La région d’Agadir résistera-t-elle au stress hydrique ?

Alors que les retenues des eaux superficielles se situent à 12,5 % à peine, la région du Souss table sur les eaux souterraines, également affectées, et l’épargne de près de 4 millions de m3 en procédant à une coupure quotidienne durant les six prochains mois, en attendant la pluie… et l’eau dessalée en avril 2021.

La population du Grand Agadir n’a d’autre choix que de scruter le ciel.
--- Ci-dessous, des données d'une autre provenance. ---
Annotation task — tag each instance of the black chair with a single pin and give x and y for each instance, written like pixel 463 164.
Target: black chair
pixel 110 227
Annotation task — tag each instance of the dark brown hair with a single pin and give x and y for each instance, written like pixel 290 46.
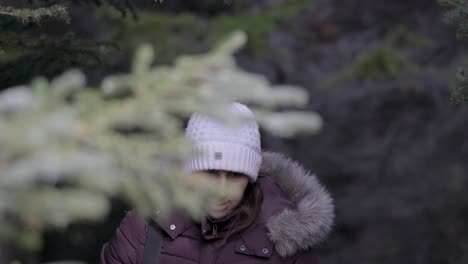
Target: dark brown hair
pixel 248 212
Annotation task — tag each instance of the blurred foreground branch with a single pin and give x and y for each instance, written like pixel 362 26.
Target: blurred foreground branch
pixel 67 149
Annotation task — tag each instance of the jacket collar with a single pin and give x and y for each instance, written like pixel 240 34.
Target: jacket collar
pixel 307 219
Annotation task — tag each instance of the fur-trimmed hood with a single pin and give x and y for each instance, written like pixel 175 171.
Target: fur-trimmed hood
pixel 306 218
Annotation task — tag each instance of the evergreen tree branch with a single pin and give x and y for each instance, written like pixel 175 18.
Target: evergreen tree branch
pixel 26 15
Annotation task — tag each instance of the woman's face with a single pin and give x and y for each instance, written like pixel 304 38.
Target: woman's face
pixel 235 183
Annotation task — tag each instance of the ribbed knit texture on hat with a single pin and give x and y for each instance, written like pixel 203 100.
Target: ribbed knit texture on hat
pixel 220 147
Contexte hydrique oblige, l’exploitation de l’eau dessalée ne sera effective pour l’Alimentation en eau potable (AEP) du Grand Agadir qu’en avril 2021, à travers la mise en service de la station de dessalement de l’eau de mer à Douira (Chtouka Ait Baha). Et durant les six mois à venir, la restriction de l’eau passera de 10% à 20%, d’où cette coupure programmée par la Régie autonome multiservices d’ (RAMSA) de 22h à 05h30, à partir du samedi 03Agadir octobre. Une décision qui a été prise, au cours de la semaine dernière, à l’issue de la tenue de la Commission de l’eau. Au-delà de la zone d’intervention de la RAMSA, notamment les communes d’Agadir, Inezgane, Ait Melloul, Aourir, Drarga et la station balnéaire de Taghazout, cette coupure quotidienne concernera aussi les zones d’action de l’ONEE-Branche eau. «Elle est programmée jusqu’à nouvel ordre, en attendant l’amélioration des ressources hydriques, notamment en ce qui concerne la pluviométrie et la mise en service du dessalement de l’eau de mer», explique Ahmed Oukkas, directeur général de la RAMSA.

Économiser 24.000 m3
Dans tous les cas, «cette mesure appliquée en temps mort permettra d’économiser, en dehors des heures de pointe, l’équivalent de 24.000 m3, soit 4 millions de m3 de gain. Cette épargne forcée, sous forme de réserve stratégique, permettra de faire face à d’éventuels dysfonctionnements durant cette période», ajoute Ahmed Oukkas. En d’autres termes, sur cinq jours, cette mesure permettra, selon la RAMSA, d’économiser une journée de consommation alors que la satisfaction de la consommation sera faite à hauteur de 80% en termes de demande. Il va sans dire que les réserves d’eau des principaux barrages de la région Souss-Massa ont considérablement diminué pour se situer à 12,5%. Autrement dit, plus de 87% de la capacité est vide. Pour les eaux superficielles, c’est-à-dire des barrages, les ressources reçues n’ont pas dépassé 30 millions de m3 au titre de l’année hydrologique 2019-2020. En comparaison à une année normale, estimée à 476,5 millions m3, le déficit des retenues est de 94%. Résultat : l’ensemble des bassins affiche des déficits chroniques. C’est d’ailleurs le cas du barrage Abdelmoumen sur Oued Issen à Taroudant qui représente le déficit le plus chronique parmi les barrages de la région. Sur 198,4 Mm3 de capacité normale de ce barrage, le taux de remplissage est actuellement d’1,93%. Il est suivi de Moulay Abdellah situé à Tamri, au nord d’Agadir à hauteur de 9,49% et le barrage Youssef Ben Tachfine qui irrigue la plaine de Chtouka. Disposant d’une capacité de 298,9 Mm3, ce barrage est rempli à hauteur de 12,32 %. Le constat de déficit est le même pour le barrage d’Aoulouz dont le taux de remplissage est actuellement à 20%.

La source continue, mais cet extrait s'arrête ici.